Don’t misunderstand me — I’ve been mining the content farm since Tuesday evening, when the title was confirmed. Listening to podcasts I ordinarily eschew, reading The Athletic deep-dives that skirt the line, not always successfully, between parody and public interest.
But the boy who requested (demanded?) his bar mitzvah party take place at Highbury, who attended every home game for over a decade and gladly swapped the rarest, shiniest sticker in the Merlin’s Premier League 1999 album for one of Nigel Winterburn — no longer lives here.
Even the club’s unofficial anthem, better known as ‘North London Forever’, leaves me feeling cold. I stopped going to matches during the tedium and unpleasantness of the late-Wenger era and, by the time I returned, everyone around me was belting out the words to a song I had never heard. Me! Someone who could reel off not only the starting lineup for the 1998 FA Cup final, but 1971 as well.
Just another imagined tradition, I grumbled — like military parades and tiramisu.
But then, on Monday morning, I saw footage of Ian Wright, the main character of my early childhood, wearing the reddest polo shirt in his wardrobe, under the blazing Crystal Palace sun, grinning from ear to ear. And if I struggled to be happy for me, I could not help but be happy for Wright.
Oddly enough, this happened twice over the long weekend.
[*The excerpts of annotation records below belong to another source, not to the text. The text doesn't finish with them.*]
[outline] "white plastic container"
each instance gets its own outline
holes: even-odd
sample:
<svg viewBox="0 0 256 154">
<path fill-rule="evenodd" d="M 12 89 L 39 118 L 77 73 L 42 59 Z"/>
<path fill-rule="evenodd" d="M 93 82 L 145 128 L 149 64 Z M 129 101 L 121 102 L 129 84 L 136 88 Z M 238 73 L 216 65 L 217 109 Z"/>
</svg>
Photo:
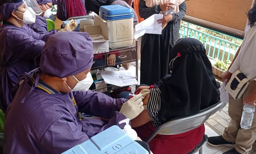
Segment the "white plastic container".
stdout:
<svg viewBox="0 0 256 154">
<path fill-rule="evenodd" d="M 133 140 L 136 140 L 138 137 L 138 135 L 137 134 L 136 131 L 132 128 L 131 126 L 129 125 L 129 122 L 130 121 L 130 119 L 127 118 L 124 120 L 123 120 L 119 122 L 119 124 L 122 123 L 125 123 L 126 125 L 124 127 L 124 129 L 123 130 L 126 133 L 128 136 L 129 136 Z"/>
</svg>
The second time involved Stephen Colbert, whose late-night show came to an enforced end, an apparent victim of machinations involving CBS, its owner Paramount and the Trump administration.
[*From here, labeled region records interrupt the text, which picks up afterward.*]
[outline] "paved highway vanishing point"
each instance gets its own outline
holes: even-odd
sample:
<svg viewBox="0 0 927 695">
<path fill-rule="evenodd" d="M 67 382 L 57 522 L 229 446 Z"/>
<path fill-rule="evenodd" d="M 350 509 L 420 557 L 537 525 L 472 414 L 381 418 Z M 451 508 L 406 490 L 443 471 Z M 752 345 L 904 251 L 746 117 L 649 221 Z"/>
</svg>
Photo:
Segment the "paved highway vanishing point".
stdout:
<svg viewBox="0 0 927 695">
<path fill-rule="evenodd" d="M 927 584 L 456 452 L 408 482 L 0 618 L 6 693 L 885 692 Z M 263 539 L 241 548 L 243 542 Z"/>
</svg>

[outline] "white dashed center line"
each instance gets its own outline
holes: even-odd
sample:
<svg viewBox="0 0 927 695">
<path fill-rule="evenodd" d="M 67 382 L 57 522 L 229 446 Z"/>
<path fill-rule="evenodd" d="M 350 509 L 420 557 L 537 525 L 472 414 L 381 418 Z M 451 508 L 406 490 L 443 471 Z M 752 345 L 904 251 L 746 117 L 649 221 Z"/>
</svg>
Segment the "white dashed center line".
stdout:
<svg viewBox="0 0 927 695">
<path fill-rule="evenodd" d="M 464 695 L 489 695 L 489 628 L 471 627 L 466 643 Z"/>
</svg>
To be clear, there are only so many bad (or bad-adjacent) things one can care about, and this wasn’t in my top 50. Colbert seems like a nice enough fellow and I still recall with some awe his performance at the 2006 White House Correspondents’ Dinner when, in his Colbert Report character, he brilliantly skewered both President George W. Bush and the press corps and was rewarded with crippling silence.
But then I watched Colbert — among the most successful comedians of his generation — in his final show play backup singer to Paul McCartney in a rendition of “Hello Goodbye” and I thought, holy shit, that’s really cool for you.
This isn’t fandom, I don’t think. Fandom is living vicariously through someone or something else. Fandom would be supporting Arsenal and being overjoyed when they win the league. Still, in an age of diminishing certainties, I’m fairly sure there are worse emotions than feeling happy for Ian Wright.